Women are learning to drive in Saudi Arabia.
For the first time in the country’s history, women are signing up for driving lessons. Women had historically been banned from driving in the deeply conservative nation, but that’s all set to change thanks to recent reforms by the Saudi ruler, King Salman.
Saudi Arabia is the only country in the world to ban women from driving.
However, in June, the ban will be lifted and women in the oil-rich Middle Eastern country will be able to drive legally for the first time. And some are getting a head start by enlisting in driving lessons early.
"Never, never,” driving student Fatmah Almardof told Reuters when asked if she ever thought she’d be able to drive. “I thought 10 years later women were going to drive, not now."
“When I heard about it, I was just shocked. I was so happy. I was so excited!"
In a country without any real system of public transportation, the ability to drive is often the difference between employment or remaining jobless. Saudi Arabia’s unemployment remains stubbornly high at 12.7 percent according to Al Jazeera, with a vast majority of those looking for work being women.
Over 1 million women in the nation of 32 million are currently looking for work, according to recent official figures. While many women are hoping that the ability to drive will come with a job, for most aspiring drivers a set of wheels brings the promise of independence.
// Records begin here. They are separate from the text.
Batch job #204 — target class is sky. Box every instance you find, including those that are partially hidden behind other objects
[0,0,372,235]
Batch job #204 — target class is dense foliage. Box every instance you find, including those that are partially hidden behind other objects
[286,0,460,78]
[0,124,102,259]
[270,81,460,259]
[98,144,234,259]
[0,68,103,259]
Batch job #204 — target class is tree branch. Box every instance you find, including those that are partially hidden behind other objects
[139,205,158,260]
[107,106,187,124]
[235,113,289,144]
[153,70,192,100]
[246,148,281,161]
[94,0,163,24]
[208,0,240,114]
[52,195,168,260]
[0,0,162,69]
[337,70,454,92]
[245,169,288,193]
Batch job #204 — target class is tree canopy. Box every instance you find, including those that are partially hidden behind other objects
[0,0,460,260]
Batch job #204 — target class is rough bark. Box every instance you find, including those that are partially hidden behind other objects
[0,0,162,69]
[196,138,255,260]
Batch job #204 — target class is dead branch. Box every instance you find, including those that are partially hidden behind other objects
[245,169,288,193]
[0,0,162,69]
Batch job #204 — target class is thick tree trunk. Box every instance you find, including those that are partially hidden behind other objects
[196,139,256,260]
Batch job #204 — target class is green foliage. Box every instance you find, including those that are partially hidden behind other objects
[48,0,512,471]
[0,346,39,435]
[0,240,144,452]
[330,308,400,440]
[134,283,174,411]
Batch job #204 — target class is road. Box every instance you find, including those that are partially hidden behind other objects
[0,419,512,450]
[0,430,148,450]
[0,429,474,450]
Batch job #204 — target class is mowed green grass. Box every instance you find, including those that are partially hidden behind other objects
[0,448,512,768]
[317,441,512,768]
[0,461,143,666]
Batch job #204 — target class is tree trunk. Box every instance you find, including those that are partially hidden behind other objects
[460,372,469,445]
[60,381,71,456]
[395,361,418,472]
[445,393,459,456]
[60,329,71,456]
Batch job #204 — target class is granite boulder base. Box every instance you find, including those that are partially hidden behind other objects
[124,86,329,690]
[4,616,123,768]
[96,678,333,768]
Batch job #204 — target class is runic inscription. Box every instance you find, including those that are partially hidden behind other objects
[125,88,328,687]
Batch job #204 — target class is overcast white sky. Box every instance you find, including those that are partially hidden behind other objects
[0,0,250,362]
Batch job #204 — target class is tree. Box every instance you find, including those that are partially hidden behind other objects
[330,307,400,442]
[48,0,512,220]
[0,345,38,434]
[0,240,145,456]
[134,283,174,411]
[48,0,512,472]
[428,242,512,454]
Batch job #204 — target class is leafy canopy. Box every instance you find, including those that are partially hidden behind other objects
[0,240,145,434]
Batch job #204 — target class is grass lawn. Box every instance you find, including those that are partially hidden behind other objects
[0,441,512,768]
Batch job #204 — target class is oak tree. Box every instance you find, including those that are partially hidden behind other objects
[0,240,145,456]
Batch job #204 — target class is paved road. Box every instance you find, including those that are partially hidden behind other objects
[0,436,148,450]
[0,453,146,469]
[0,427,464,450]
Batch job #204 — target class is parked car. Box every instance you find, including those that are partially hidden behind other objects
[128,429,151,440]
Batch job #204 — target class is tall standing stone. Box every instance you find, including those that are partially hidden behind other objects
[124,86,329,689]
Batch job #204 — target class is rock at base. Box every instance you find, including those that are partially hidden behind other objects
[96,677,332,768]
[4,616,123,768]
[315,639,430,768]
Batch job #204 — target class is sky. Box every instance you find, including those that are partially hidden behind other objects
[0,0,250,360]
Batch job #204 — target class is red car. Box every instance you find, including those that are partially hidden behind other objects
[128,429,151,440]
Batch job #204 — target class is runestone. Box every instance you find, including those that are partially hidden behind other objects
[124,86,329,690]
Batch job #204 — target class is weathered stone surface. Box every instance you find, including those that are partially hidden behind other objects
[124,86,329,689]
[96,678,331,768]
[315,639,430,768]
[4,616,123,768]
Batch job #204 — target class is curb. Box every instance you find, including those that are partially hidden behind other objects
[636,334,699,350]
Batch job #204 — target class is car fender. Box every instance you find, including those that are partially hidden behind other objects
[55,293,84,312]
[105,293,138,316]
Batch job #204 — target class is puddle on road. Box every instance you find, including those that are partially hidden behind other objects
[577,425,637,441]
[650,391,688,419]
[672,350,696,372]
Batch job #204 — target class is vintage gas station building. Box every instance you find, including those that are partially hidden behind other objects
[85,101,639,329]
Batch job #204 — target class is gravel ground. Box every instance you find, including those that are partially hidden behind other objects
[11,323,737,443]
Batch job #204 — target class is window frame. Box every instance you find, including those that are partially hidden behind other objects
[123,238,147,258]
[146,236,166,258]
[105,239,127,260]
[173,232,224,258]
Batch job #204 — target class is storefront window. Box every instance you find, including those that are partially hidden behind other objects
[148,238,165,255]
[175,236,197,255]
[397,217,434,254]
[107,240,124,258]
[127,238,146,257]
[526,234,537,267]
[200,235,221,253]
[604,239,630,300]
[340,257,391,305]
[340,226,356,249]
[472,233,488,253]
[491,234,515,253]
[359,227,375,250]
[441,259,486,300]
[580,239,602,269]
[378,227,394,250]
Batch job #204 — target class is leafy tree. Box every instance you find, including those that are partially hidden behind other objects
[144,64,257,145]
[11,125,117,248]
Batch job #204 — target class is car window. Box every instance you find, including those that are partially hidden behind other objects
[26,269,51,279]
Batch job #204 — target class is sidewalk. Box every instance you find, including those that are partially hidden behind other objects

"Driving for me is true freedom and independence," said Fatmah Haroon, another driving student at the all-female campus of Effat University in the city of Jiddah.
Although women will be able to drive come June, they’ll still need permission from a male guardian in order to travel according to the country’s deeply patriarchal guardianship laws. But it’s a start from a country where being a woman behind the wheel was enough to get you arrested until now.